It's a really interesting one given the enormous Bury thread and other discussions about finance.
I thought I'd have a quick look myself.
The guy has made his money from the highly moral field of Personal Injury claims, but fair play to him he set up his own firm in 2001 and sold it for £14m six years ago.
He then set up the Pure Claims business with a bewildering number of different limited companies for a relatively small concern, only three of them appear to be of any size at all:
Pure Legal Ltd - £5m turnover in 2018, £3m loss!
Pure Legal Costs Consultants - T/o under £2m, broke even in 2018
Pryers Solicitors - £4m turnover in 2018, small loss
Pryers is a solicitors firm in York that he acquired for £13m in December 2015 and hadn't turned a profit by March 2018.
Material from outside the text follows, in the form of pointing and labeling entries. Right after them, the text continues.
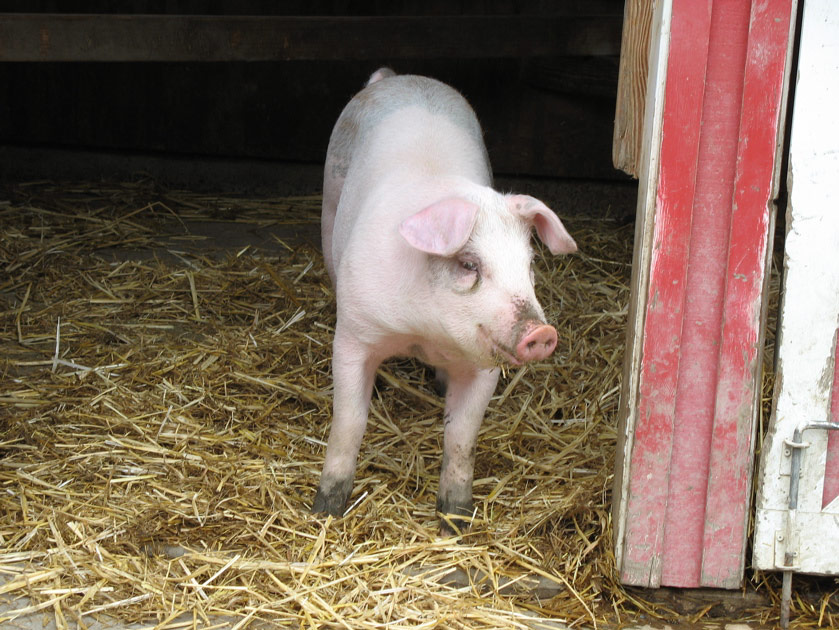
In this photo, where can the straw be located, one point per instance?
(166, 402)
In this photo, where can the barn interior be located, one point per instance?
(167, 322)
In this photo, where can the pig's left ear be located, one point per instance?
(442, 228)
(548, 226)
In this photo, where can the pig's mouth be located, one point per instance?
(500, 353)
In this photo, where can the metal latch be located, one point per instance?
(786, 542)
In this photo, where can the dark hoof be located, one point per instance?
(455, 516)
(440, 384)
(332, 498)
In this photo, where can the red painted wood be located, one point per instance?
(649, 472)
(690, 460)
(739, 365)
(690, 465)
(831, 469)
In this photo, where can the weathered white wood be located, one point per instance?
(648, 185)
(810, 307)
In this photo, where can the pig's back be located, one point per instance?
(396, 129)
(378, 101)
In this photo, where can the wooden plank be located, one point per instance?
(649, 467)
(682, 549)
(632, 86)
(746, 275)
(831, 465)
(639, 283)
(686, 469)
(810, 311)
(161, 38)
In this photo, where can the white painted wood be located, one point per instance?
(810, 306)
(648, 185)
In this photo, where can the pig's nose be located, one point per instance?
(538, 343)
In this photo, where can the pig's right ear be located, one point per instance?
(442, 228)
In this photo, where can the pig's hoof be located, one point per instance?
(332, 498)
(452, 513)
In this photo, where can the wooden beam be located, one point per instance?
(690, 400)
(632, 86)
(30, 37)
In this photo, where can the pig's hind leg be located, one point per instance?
(467, 395)
(353, 373)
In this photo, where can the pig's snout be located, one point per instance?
(537, 343)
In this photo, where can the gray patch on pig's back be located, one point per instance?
(379, 100)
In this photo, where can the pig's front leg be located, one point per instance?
(353, 372)
(467, 396)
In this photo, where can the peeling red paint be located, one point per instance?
(691, 462)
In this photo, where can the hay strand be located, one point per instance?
(165, 405)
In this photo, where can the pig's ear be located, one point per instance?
(548, 226)
(442, 228)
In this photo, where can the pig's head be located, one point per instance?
(480, 275)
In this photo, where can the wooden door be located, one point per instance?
(803, 535)
(715, 102)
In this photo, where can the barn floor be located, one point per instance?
(165, 403)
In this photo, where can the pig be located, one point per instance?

I can't find any other business of his that is actually trading.
Back in 2015 a Law journal wrote " He (Hodgkinson) is targeting the acquisition of four businesses that will create a firm of 300 people with a turnover of £30m if they all complete"
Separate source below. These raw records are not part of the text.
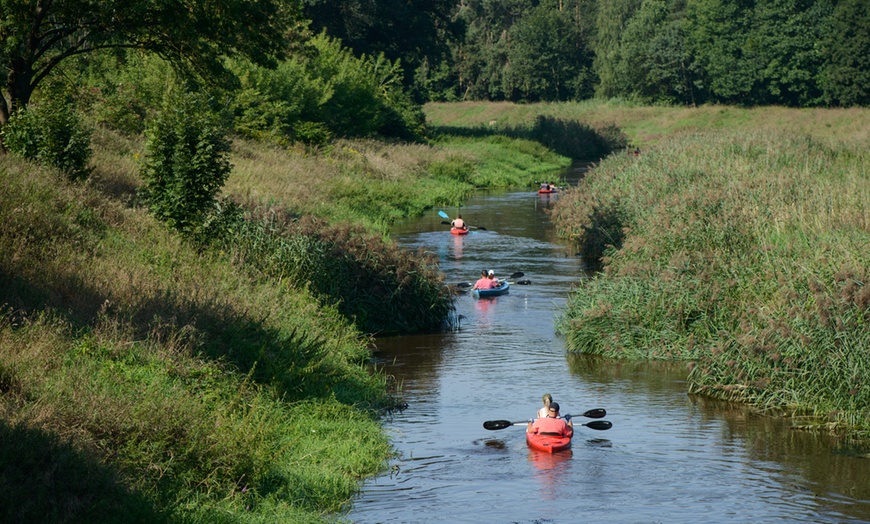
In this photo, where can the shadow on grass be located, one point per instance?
(45, 480)
(294, 363)
(570, 138)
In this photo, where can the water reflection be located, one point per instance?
(669, 456)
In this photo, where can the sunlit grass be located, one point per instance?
(746, 252)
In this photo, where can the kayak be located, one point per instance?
(548, 443)
(494, 292)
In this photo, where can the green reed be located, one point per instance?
(743, 252)
(143, 380)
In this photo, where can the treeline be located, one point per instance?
(796, 53)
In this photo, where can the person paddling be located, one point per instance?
(547, 399)
(552, 424)
(483, 282)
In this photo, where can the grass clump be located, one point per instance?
(744, 252)
(144, 381)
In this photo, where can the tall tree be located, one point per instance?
(847, 49)
(611, 20)
(36, 36)
(413, 31)
(547, 57)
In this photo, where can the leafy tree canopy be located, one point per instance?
(36, 36)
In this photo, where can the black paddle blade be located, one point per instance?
(497, 424)
(598, 424)
(595, 413)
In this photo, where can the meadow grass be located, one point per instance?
(144, 381)
(645, 126)
(747, 252)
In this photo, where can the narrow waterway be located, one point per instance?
(668, 458)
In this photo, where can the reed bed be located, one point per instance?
(142, 380)
(747, 253)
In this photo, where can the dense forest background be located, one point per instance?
(313, 70)
(754, 52)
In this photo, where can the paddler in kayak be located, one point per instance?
(552, 424)
(483, 282)
(547, 399)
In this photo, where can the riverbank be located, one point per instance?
(170, 382)
(737, 240)
(744, 252)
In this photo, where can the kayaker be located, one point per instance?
(552, 424)
(483, 282)
(547, 399)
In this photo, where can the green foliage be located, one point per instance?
(34, 42)
(53, 134)
(846, 78)
(186, 165)
(745, 253)
(547, 57)
(329, 93)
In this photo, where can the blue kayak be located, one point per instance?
(494, 292)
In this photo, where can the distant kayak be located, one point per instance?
(494, 292)
(548, 443)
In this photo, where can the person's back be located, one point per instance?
(549, 425)
(483, 282)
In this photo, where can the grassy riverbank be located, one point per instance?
(165, 381)
(739, 240)
(745, 252)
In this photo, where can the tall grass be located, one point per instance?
(746, 252)
(142, 381)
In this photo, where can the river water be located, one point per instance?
(669, 457)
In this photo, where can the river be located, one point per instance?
(669, 457)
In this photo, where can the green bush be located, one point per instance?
(186, 163)
(53, 134)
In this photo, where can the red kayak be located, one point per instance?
(549, 443)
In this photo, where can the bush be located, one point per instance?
(186, 164)
(51, 133)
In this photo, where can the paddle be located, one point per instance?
(592, 413)
(518, 274)
(446, 223)
(501, 424)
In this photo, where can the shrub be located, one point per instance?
(186, 163)
(53, 134)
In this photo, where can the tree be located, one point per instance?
(847, 47)
(37, 36)
(611, 19)
(546, 56)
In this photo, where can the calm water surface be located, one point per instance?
(668, 458)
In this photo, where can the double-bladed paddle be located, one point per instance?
(518, 274)
(592, 413)
(446, 223)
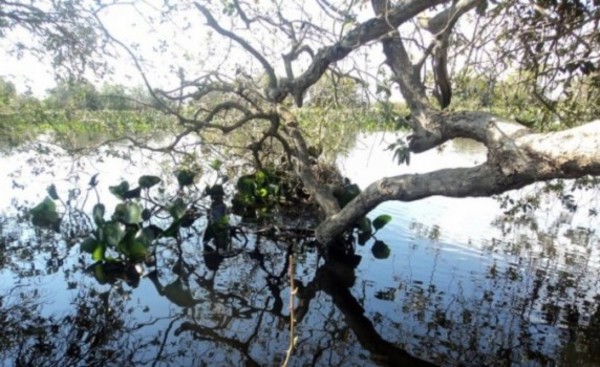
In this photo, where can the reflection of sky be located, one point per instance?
(459, 219)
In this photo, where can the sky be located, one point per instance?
(190, 44)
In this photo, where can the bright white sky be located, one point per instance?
(189, 46)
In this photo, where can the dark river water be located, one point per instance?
(464, 284)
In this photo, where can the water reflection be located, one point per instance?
(457, 289)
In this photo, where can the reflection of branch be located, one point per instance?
(334, 278)
(293, 338)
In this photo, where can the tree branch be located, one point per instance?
(212, 22)
(515, 159)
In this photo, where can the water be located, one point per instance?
(460, 287)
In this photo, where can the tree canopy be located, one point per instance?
(457, 65)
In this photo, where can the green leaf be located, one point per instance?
(364, 225)
(128, 213)
(89, 245)
(136, 251)
(113, 233)
(99, 273)
(52, 192)
(98, 214)
(246, 184)
(380, 250)
(99, 252)
(148, 181)
(216, 164)
(215, 190)
(119, 190)
(185, 177)
(45, 215)
(177, 209)
(147, 235)
(381, 221)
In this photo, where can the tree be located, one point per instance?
(278, 53)
(65, 31)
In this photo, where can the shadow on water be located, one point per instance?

I can't see that by March 2018 he had businesses with a combined turnover of much more than around £10m, and even those were reporting losses.
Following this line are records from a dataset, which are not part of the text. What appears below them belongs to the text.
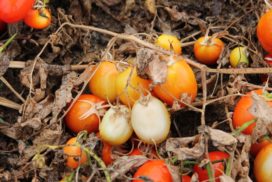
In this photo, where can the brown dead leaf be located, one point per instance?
(179, 146)
(150, 5)
(263, 112)
(126, 163)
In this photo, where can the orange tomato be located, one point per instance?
(38, 18)
(185, 178)
(107, 153)
(81, 116)
(169, 42)
(207, 49)
(259, 145)
(154, 170)
(217, 167)
(241, 115)
(264, 31)
(130, 86)
(263, 165)
(75, 154)
(180, 80)
(103, 81)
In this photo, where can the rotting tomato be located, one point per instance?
(259, 145)
(153, 170)
(75, 154)
(14, 10)
(107, 153)
(103, 82)
(130, 86)
(169, 42)
(185, 178)
(218, 167)
(264, 31)
(241, 114)
(84, 114)
(208, 49)
(38, 18)
(180, 80)
(263, 165)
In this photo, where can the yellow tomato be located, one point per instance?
(169, 42)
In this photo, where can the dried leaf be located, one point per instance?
(150, 5)
(179, 146)
(126, 163)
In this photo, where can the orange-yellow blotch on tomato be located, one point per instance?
(75, 155)
(264, 31)
(130, 86)
(207, 49)
(103, 82)
(169, 42)
(38, 18)
(83, 115)
(180, 80)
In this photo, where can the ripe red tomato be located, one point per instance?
(263, 165)
(107, 153)
(259, 145)
(79, 118)
(207, 49)
(217, 167)
(185, 178)
(38, 18)
(264, 31)
(180, 80)
(75, 155)
(14, 10)
(154, 170)
(241, 114)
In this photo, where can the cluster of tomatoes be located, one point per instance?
(14, 11)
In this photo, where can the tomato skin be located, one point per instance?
(129, 93)
(169, 42)
(38, 18)
(217, 167)
(75, 155)
(155, 170)
(241, 114)
(107, 153)
(74, 120)
(185, 178)
(207, 50)
(264, 31)
(103, 82)
(259, 145)
(263, 164)
(180, 80)
(13, 11)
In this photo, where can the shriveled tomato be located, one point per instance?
(107, 153)
(169, 42)
(103, 81)
(259, 145)
(83, 114)
(130, 86)
(153, 170)
(264, 31)
(75, 154)
(12, 11)
(263, 165)
(185, 178)
(241, 114)
(38, 18)
(208, 49)
(180, 80)
(218, 167)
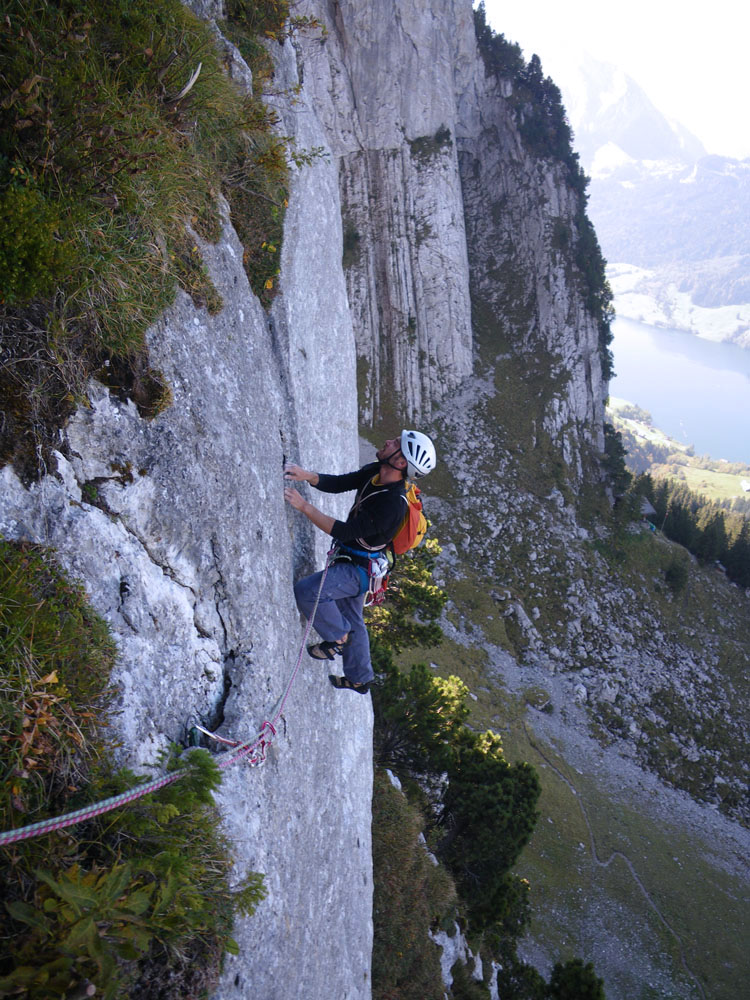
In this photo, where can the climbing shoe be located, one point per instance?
(327, 650)
(344, 684)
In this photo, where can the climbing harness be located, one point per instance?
(254, 751)
(374, 567)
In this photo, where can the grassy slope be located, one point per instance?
(718, 481)
(677, 909)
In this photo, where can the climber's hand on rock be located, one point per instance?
(293, 498)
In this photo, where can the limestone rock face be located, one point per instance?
(514, 206)
(178, 526)
(436, 185)
(179, 530)
(384, 86)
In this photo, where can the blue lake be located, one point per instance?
(697, 392)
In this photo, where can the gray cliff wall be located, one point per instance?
(190, 552)
(442, 205)
(383, 85)
(515, 205)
You could maybe run his previous club, Southport, on that, but not a football league club.
By comparison, Alan Hardy's business had a turnover of around £70m.
For some reason the ownership of Huddersfield Town is in the name of Pure Sports Consultancy Ltd, a company which was incorporated in 2015 and has never traded.
It's curious to be sure.
Moral business of personal injury claims? Promoting and facilitating insurance fraud?